うたうことが大好きで、たくさんみんなでうたいました。リズムにのって体を動かしたり、静かに熱唱したり、跳びはねて音楽を感じたり、自分の好きな思いでうたうことが最高に楽しいことを知りました。心を解放して、表現する喜びを知ったと共に、みんなで一緒にうたうから楽しいことも、何度も確かめ合いました。
砂場でのプリン屋さんでは、友だちとやりとりする楽しさを味わいました。もちろん、うまくいかないこともあるけれど、それもひっくるめて、友だちっていいな、と思える時でした。

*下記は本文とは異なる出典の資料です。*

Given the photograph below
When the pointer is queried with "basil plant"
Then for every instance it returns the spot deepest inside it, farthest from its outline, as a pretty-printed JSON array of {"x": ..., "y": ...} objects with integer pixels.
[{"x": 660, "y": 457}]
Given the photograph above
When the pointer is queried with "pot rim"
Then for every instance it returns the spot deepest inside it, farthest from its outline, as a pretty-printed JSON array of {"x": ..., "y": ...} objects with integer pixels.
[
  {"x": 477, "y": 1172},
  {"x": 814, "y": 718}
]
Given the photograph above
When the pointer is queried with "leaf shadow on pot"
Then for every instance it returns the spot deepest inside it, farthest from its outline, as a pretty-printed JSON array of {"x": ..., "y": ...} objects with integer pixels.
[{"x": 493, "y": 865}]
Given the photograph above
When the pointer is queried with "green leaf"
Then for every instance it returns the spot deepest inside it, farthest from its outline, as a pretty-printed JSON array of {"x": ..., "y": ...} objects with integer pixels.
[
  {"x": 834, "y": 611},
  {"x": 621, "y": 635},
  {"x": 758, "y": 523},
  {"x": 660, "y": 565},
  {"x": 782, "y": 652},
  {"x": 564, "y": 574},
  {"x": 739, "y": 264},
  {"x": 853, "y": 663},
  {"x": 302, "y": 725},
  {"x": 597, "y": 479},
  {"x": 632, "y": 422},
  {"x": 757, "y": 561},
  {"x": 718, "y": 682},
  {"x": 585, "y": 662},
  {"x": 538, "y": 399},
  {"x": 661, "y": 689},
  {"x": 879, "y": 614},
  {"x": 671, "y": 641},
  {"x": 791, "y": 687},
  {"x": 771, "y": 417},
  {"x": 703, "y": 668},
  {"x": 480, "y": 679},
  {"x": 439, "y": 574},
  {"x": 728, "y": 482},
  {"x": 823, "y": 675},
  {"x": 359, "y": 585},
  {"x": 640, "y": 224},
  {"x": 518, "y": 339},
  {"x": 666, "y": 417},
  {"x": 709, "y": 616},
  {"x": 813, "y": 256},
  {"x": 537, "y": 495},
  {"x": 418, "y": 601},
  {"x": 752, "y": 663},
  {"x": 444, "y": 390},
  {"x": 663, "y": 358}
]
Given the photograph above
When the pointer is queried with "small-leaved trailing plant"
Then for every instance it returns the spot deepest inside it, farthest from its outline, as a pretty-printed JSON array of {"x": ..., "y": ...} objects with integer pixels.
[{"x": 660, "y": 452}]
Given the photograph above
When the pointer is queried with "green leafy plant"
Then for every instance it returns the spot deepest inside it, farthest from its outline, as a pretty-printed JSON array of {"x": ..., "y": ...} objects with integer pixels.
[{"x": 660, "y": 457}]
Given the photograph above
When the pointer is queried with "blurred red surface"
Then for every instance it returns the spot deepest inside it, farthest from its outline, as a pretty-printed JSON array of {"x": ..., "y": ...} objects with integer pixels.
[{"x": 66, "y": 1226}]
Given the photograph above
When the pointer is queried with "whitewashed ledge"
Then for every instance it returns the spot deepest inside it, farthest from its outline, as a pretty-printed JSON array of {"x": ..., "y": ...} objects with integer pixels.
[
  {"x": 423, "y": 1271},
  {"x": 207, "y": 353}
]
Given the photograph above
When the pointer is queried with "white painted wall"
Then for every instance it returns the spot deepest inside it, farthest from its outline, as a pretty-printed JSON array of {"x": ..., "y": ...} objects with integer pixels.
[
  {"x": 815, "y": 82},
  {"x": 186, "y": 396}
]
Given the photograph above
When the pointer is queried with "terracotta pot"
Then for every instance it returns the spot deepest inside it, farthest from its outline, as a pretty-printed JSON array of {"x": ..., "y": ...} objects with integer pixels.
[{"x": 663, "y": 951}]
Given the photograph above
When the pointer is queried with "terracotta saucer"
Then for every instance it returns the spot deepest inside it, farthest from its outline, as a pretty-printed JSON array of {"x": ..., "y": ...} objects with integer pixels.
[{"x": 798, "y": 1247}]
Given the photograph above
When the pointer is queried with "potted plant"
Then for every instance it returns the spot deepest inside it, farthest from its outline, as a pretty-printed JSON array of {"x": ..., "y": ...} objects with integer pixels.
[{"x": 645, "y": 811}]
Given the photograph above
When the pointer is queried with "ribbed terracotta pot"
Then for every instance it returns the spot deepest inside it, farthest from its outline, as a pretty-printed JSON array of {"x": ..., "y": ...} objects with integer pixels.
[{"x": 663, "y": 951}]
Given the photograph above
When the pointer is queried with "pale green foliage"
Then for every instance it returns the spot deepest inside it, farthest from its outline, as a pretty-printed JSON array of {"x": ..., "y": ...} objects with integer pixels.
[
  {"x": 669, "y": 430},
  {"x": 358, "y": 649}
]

ラディッシュを植えて育てて食べることで、命を感じることを、たくさん向き合いました。
また、今までは、ゆりさんにおいしいものを分けてもらっていましたが、分けてもらう経験を経て、クラスの仲間と分け合って食べる心が育ち、そのことが心地よいことを知りました。
友だちという存在が見えてきて、相手にも気持ちがあることに気づいてきました。何かしてあげたいな、という気持ちが芽生え、自分には何ができるだろうかと考えたときに、お兄さん、お姉さんにしてもらったことを思い出すのです。
 日々そのような経験を積み重ね、今、つぼみなりの仲間意識が育ってきています。優しくしてもらったことが心に残り、今、生かされています。自分が経験したことを、その子なりに吸収し、自分で考えて行動に移せるようになってきたのです。子どもの力は無限大です。日々の、子どもたちの小さな経験の積み重ねが、いかに大切なことか、改めて感じさせられたのでした。
 そして、泣いてきた子にとっては、たくさんの仲間の愛を実感でき、安心と、うれしさを味わえたことでしょう。きっと、『泣く』を繰り返しながらも、いつの日か、今度は友だちに愛を分けていくことでしょう。この子はその日の帰り、「明日も泣いてくるよ」と言って帰りました。そして、翌日には、元気にママと別れていました。子どもの心の深さを思いしらされます。子どもの深い思いに出会い、私は、幸せな一学期だったと思いおこすのでした。
一学期、保護者の皆様にお支え頂き、ご理解頂き、お礼申し上げます。また二学期も、様々な経験をしながら育っていく子どもたちを、心を尽くしながら支えていきたいと思っています。どうぞ、よろしくお願い致します。